Despite the reality of harassment for Palestinian Americans, the student said, the current sense of hysteria on the Harvard campus is unprecedented. After the letter condemning Israel was made public, for example, billionaire hedge fund CEO Bill Ackman and several other business leaders demanded Harvard University release the names of student signatories so they would know not to hire them.

"They're not allowing us room to grieve what's happening back home," they said, calling the harassment toward students Islamophobic and criticizing the Harvard administration for not saying more. "I'm dealing with this backlash and back home people are dying."

The same floating billboard tactic was used at the University of California, Berkeley, and was also sent to students' family homes, the organization behind the Harvard truck confirmed to CNN. A controversy at Berkeley's law school went viral after a student group's bylaw banned Zionist supporters from speaking at its events, resulting in an intense debate on campus free speech and an investigation by the Department of Education, the Daily Cal reported.

In June, after pressure from students and organizations saying they were being harassed, UC Berkeley Law Dean Berkeley law dean Erwin Chemerinsky published an open letter condemning the doxxing site, saying "I may disagree with some of my students' views on specific issues, it is my firm belief that" the site "should not be used as a resource to evaluate students' qualifications for hiring." He added that students getting barred from employment because of the site would have a "grave effect of chilling speech and stifling the exchange of ideas on campus."
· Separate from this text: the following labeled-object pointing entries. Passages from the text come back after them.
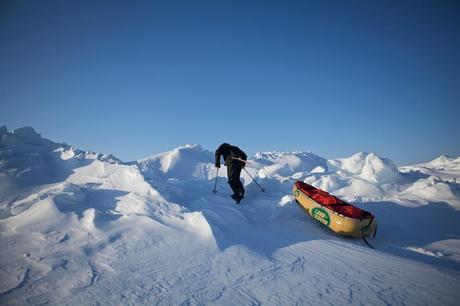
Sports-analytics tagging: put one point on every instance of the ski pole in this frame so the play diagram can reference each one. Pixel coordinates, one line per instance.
(215, 183)
(263, 190)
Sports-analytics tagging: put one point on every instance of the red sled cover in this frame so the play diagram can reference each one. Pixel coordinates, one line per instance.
(333, 203)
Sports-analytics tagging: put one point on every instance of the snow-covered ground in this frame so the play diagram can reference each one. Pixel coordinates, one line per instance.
(79, 228)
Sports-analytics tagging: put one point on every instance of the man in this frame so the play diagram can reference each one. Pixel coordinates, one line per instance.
(235, 160)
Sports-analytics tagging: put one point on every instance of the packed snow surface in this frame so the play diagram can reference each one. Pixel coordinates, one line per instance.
(79, 227)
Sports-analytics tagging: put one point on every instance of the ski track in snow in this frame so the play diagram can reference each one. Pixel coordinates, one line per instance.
(102, 232)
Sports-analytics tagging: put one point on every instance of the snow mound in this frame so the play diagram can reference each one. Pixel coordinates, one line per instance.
(79, 227)
(368, 166)
(288, 163)
(185, 162)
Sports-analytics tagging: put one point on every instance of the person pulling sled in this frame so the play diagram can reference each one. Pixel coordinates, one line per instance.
(235, 160)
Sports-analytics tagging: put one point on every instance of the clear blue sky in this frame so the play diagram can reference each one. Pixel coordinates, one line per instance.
(135, 78)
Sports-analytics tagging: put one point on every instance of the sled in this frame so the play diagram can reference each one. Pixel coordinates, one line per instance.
(341, 217)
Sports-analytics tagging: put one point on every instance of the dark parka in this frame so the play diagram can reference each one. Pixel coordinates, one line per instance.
(234, 167)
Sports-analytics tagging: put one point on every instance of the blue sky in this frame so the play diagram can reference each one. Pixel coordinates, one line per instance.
(135, 78)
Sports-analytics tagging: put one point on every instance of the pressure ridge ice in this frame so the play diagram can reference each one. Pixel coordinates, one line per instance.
(79, 227)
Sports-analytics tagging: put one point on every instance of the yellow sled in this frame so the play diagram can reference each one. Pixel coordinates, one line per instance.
(341, 217)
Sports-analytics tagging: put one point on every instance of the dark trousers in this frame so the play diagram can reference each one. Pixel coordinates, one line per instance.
(233, 174)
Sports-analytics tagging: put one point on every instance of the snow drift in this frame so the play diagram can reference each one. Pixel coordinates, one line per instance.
(79, 227)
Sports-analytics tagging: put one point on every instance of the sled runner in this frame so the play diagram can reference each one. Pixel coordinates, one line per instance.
(341, 217)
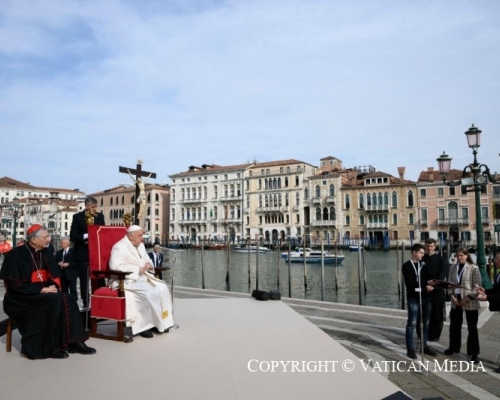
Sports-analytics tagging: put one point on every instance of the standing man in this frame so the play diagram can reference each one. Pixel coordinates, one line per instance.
(492, 295)
(156, 256)
(79, 236)
(69, 272)
(436, 268)
(416, 276)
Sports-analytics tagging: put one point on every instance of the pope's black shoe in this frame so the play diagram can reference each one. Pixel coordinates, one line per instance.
(147, 334)
(81, 348)
(429, 352)
(61, 354)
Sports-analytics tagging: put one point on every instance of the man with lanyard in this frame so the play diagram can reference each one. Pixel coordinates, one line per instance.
(416, 276)
(436, 268)
(47, 319)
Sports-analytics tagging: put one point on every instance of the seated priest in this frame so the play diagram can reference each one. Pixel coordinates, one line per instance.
(148, 304)
(47, 318)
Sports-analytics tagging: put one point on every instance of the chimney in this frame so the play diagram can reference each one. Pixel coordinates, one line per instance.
(430, 170)
(401, 172)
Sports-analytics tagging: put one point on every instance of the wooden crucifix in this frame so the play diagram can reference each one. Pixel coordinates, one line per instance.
(140, 190)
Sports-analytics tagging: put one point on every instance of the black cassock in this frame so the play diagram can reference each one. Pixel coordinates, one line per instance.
(47, 322)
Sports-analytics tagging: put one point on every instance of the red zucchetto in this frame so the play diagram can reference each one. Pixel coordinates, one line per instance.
(34, 228)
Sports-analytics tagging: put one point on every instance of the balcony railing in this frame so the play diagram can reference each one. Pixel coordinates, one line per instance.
(231, 198)
(267, 209)
(323, 223)
(453, 221)
(380, 207)
(377, 225)
(191, 201)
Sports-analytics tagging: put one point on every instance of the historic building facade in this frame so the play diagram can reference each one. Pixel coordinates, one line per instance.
(206, 203)
(276, 200)
(378, 207)
(323, 196)
(34, 204)
(449, 212)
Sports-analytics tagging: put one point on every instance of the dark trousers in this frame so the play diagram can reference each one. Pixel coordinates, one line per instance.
(83, 275)
(456, 320)
(69, 286)
(436, 320)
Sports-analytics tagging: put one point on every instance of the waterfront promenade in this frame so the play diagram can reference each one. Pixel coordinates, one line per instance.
(363, 333)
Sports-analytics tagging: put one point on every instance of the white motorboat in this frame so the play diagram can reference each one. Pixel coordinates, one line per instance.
(315, 256)
(251, 249)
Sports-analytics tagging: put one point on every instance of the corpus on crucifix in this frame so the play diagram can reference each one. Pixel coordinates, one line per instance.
(140, 188)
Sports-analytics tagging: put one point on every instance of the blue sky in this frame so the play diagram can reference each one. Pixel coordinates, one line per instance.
(87, 86)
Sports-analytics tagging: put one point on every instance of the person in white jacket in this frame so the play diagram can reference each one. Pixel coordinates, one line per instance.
(148, 303)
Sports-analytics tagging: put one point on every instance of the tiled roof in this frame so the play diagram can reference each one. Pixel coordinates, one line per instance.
(435, 176)
(276, 163)
(210, 169)
(9, 182)
(13, 183)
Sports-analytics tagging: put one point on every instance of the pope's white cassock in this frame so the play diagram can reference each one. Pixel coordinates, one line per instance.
(148, 298)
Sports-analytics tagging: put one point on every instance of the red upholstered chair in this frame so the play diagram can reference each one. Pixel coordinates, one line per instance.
(106, 303)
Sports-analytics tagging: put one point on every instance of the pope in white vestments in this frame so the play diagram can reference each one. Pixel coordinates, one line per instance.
(148, 303)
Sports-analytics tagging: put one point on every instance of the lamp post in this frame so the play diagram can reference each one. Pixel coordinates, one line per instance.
(15, 215)
(474, 175)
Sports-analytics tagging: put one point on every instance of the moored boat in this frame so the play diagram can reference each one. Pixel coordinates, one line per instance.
(251, 249)
(315, 256)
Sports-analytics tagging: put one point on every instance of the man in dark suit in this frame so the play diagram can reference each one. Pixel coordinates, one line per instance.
(69, 272)
(493, 295)
(79, 236)
(156, 256)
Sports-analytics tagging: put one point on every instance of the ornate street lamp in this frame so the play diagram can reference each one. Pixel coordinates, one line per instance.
(474, 175)
(15, 215)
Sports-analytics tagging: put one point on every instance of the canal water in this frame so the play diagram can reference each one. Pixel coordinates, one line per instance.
(341, 281)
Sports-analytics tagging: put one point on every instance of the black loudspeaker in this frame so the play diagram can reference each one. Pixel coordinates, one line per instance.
(260, 295)
(274, 295)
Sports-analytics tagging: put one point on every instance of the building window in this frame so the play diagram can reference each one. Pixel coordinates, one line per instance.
(484, 212)
(394, 200)
(410, 198)
(465, 212)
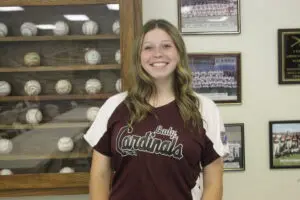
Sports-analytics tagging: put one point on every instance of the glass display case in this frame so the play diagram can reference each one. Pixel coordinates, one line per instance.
(59, 61)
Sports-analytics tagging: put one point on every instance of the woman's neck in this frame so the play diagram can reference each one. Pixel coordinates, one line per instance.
(164, 94)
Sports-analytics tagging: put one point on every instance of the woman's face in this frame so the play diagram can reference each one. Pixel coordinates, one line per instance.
(159, 56)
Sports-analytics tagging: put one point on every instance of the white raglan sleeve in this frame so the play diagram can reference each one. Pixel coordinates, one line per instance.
(99, 126)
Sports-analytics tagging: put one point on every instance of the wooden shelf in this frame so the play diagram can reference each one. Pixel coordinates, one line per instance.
(60, 68)
(55, 97)
(59, 38)
(44, 126)
(57, 155)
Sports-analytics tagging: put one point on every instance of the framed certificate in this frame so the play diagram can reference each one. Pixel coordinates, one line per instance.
(284, 143)
(289, 56)
(209, 16)
(217, 76)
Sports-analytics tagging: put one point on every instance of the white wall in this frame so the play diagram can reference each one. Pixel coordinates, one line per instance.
(263, 99)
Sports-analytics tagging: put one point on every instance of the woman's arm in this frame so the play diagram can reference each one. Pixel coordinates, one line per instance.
(100, 177)
(213, 180)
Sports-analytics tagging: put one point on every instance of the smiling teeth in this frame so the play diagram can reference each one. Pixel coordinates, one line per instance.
(159, 64)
Saba said sites like this fall under the US's strong free speech protections, as long they don't cross legal thresholds such as inciting direct harm and defamation.

Abu-Hijleh decided he is fine with his name on the website. It asks those who want their name removed to give them a letter where they denounce antisemitism and organizations such as Students for Justice in Palestine (SJP), Jewish Voice for Peace (JVP) and BDS.

"They want to humiliate you either way, by keeping your page up or by making you denounce your own cause," Abu-Hijleh said.